Underappreciated ’80s: July 1986—The Month of Genesis
Earth-shattering revelations don’t hit us very often.
It seems to happen disproportionately to men in deserts, or so they claim, but it also happens sometimes to teenagers listening to the radio. Particularly to one teenager (me) listening to the radio in one month (July 1986) and realizing the musical dynasty spawned by one group:
Let me start with a bit of background. Although by 1986 Genesis was well on its way to commercial juggernaut status as it followed its pop muse, the band’s work was a pale echo of the vibrant music of the early 1970s lineup: Peter Gabriel on vocals (and often flute), Tony Banks on keyboards, Mike Rutherford on bass and guitars, Steve Hackett on lead guitar, and Phil Collins on drums.
If you’re a fan of classic rock music, you have no excuse not to know and love the stunning, complex music the band made in the 1970s, including:
- Gabriel’s vocal gymnastics in “The Musical Box” (from 1971’s Nursery Cryme);
- Hackett’s guitar solo of pure emotion in “Firth of Fifth” (from 1973’s Selling England by the Pound);
- Banks’ amazing keyboard work on songs like the same album’s “The Cinema Show;” and
- Collins’ dazzling drum fills—in 9/8 time—in the 23-minute epic “Supper’s Ready” (from 1972’s Foxtrot).
Then, during one week in late July 1986, an amazing thing happened.
Genesis, its members, and its former members were responsible for SEVEN songs in Billboard’s top 100 during the same week:
- First, there was “Invisible Touch,” the number one smash that was still selling better than Izod shirts.
- Second, Peter Gabriel’s “Sledgehammer” replaced “Invisible Touch” in the number one spot.

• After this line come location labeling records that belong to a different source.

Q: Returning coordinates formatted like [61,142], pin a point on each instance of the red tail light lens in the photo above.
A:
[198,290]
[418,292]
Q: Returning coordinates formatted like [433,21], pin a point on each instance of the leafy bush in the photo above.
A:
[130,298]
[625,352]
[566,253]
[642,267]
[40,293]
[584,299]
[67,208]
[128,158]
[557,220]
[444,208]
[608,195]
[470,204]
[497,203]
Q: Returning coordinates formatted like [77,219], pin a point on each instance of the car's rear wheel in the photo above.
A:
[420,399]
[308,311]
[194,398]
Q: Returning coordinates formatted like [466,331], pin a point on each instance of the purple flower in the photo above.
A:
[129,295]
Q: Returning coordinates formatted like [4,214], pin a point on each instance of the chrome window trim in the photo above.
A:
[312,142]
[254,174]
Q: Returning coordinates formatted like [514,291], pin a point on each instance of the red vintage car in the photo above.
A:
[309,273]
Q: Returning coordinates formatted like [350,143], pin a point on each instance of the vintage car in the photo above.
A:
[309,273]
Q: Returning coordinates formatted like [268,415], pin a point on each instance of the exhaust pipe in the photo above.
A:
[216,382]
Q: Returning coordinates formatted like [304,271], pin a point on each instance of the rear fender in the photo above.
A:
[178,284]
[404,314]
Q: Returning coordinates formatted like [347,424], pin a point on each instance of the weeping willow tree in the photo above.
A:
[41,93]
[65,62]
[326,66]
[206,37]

- Third and Fourth, the Mike Rutherford-fronted Mike + the Mechanics had two singles on the charts, “All I Need Is a Miracle” and the lesser hit “Taken In.”
- Fifth and Six were Phil Collins’ fading smash “Take Me Home” and the song he produced (and played drums on) for Howard Jones, “No One Is To Blame.”
- Seventh, listeners were buying up the first single from the band GTR, the joint project of Steve Hackett and ex-Yes guitarist Steve Howe. GTR's biggest hit, which reached #14 in the US, was “When the Heart Rules the Mind.”
And it all started one amazing week in July 1986.